My parents divorced when I was five. The circumstances surrounding their split led me to take sides. I still loved them both, and I never hated either, but only one of them was Trustworthy.
Then I started keeping a dream journal. Both of my parents kept one, and both of them encouraged me to do the same. One of my earliest recorded lucid dreams was from age eleven, and it turned my early comfort with dream characters into something much more significant.
In this dream, people and animals were being attacked by a ferret in the woods. I went down to investigate, and fought her until it was clear I wouldn’t be easy prey. Then we talked, and it turns out I could have been her. She was waiting for the one person she trusted, and was surviving by eating everything else that came near her. Instead of tucking her secrets away and playing roles to slide by under the radar like me, she lashed out. If you weren’t Trustworthy, you were expendable. You were prey.
She cried in my arms. I was the second person she deemed Trustworthy. I was glad I could be there for her, but it also made me jealous. She found another person she could be open with, while I was only losing them. After an encounter with the person she was waiting for, the dream took us to my apartment. The two of us were just hanging out together, being friends.
That context made me realize I had it backwards. She was another person I could trust. She physically hurt me, (I have always felt pain in dreams) tried to kill me even…but my secrets were safe with her. All dream characters are safe. The ones who are scary or upsetting doubly so. Maridadi the ferret had a secret and nobody to share it with. I became someone she could trust and that trust was reciprocal. I liked the sound of that.

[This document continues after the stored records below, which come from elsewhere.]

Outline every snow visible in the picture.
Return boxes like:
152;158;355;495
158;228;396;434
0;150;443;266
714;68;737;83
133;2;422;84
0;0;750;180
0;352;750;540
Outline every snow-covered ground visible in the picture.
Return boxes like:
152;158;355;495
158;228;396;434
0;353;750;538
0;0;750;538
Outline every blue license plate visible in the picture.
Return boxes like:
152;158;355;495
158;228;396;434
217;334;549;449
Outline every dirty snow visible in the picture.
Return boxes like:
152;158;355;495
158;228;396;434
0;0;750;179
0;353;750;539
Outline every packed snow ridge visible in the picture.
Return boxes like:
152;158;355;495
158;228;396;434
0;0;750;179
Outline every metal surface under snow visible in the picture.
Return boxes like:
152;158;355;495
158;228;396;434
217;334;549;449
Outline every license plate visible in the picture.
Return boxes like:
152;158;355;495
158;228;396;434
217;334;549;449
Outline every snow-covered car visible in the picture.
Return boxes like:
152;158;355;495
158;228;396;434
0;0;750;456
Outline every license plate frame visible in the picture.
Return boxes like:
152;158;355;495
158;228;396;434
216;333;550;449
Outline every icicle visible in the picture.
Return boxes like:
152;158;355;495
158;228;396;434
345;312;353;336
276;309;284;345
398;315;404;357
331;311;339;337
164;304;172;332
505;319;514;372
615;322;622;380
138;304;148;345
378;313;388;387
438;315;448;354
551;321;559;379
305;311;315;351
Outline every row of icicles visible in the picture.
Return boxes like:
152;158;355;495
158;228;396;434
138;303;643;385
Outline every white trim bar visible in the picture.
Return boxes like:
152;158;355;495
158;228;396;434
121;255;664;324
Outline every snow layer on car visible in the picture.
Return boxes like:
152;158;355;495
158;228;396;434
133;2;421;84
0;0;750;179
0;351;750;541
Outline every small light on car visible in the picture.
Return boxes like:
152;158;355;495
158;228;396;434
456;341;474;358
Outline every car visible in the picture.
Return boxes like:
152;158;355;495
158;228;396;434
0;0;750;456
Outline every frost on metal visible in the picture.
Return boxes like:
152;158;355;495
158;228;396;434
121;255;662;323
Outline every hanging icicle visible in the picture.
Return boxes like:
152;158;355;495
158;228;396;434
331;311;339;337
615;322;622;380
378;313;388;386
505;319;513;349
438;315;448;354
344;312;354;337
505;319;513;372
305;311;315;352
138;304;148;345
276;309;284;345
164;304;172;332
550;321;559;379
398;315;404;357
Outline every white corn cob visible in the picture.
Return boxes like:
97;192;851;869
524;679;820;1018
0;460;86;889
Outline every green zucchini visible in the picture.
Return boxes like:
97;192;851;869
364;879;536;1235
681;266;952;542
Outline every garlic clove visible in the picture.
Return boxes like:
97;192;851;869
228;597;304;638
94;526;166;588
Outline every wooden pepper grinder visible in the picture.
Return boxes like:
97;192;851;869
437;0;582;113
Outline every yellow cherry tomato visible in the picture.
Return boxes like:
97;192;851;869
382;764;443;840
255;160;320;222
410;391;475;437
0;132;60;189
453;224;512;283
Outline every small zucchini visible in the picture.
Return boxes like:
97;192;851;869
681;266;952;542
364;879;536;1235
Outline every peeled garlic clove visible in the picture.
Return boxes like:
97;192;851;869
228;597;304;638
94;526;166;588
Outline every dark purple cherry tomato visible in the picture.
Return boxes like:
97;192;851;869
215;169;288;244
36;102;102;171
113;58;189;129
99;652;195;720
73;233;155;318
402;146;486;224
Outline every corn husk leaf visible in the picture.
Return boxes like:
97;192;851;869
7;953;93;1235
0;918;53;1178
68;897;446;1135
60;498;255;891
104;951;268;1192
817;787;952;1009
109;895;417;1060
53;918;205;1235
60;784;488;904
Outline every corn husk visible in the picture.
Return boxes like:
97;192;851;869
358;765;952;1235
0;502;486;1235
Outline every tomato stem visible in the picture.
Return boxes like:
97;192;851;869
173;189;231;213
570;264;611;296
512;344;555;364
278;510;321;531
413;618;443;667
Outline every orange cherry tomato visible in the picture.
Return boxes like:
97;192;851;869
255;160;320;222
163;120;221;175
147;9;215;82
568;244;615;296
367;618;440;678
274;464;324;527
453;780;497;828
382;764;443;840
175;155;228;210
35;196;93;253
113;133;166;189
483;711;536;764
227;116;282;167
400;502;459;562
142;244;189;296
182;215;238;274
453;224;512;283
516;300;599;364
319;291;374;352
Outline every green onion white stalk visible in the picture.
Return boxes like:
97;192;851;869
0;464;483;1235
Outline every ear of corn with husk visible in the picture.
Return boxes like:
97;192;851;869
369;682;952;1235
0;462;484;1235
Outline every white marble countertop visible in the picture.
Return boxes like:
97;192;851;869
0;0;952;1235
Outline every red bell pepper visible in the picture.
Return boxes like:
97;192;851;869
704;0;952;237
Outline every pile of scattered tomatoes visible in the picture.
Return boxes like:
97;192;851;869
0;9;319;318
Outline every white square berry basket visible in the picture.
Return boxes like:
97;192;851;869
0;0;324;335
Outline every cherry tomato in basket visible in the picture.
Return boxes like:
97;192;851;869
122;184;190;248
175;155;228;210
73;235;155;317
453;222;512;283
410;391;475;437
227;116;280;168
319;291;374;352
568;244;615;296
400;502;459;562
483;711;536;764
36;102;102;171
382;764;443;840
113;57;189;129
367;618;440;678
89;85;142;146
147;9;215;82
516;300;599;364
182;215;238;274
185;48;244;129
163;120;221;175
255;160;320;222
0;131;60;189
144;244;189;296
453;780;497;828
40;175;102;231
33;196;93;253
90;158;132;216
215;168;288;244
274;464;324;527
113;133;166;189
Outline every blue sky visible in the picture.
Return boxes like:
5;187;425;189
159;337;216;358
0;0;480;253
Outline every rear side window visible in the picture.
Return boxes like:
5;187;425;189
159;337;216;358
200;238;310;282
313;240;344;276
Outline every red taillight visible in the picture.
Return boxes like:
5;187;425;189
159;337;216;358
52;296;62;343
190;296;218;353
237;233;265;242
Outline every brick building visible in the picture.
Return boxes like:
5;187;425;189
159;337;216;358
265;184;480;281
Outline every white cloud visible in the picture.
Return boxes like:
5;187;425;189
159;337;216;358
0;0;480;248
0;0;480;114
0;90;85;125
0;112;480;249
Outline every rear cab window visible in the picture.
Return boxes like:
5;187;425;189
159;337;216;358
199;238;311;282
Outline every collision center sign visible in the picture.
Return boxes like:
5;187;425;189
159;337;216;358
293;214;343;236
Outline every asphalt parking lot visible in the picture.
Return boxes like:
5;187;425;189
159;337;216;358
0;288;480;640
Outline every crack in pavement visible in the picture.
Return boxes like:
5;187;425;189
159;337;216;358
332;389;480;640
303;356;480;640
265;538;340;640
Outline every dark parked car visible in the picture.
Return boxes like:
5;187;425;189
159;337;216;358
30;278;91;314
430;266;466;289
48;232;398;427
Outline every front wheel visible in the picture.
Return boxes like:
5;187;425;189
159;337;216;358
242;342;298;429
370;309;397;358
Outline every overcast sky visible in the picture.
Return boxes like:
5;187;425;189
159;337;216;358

My Trustworthy parent died a few months later. My family was afraid that the state my parent was in would disturb and frighten me, and wouldn’t allow me to visit one last time. That person was the only human being who knew everything about me. After that, the only ones left were the people in my dreams. It stayed that way for a very long time.
I learned about Carl Jung around that time. His concept of the Shadow was validation that what I had learned from Maridadi could be done. I started to look for dream characters who challenged me - physically AND emotionally.
Maridadi, Cobalt, the Mundane Sage and his Cardinal Beasts, Herald, the Militant Altruist, Lazuli, the Reapers, Neochitin, the Authority Figure, Something I Forgot…all of these and more came out of that search and the more I learned about them the more I learned about me. I started talking to people in waking life the same way I talked to dream characters. I’d put away the masks for a little while and just be. And people still responded positively. I didn’t have to trick them to stay safe. I could give things away and they wouldn’t pounce.
It was from dream characters that I learned about me. It’s thanks to them that I finally understood what that idea of capital-T “Trust” meant and why offering it only to them was destructive. I still have a habit of playing the cards close to my chest, and I don’t think that will ever change, but at least now I can talk to people like they’re other human beings with their own quirks and values and desires…instead of threats to hide from. Obstacles to avoid. Dangerous things who will harm me as soon as they know where to strike.
Lucid Dreaming hasn’t solved all of my problems - not by a long shot. Boy that would be a great deal. It has, however, helped me get over some serious psychological snags over the years. This post is long enough so I’ll end it here, but if you want to follow up on anything specific feel free to ask. If some of my old dream nonsense might actually be useful to someone then there’s no good reason to keep it tucked away.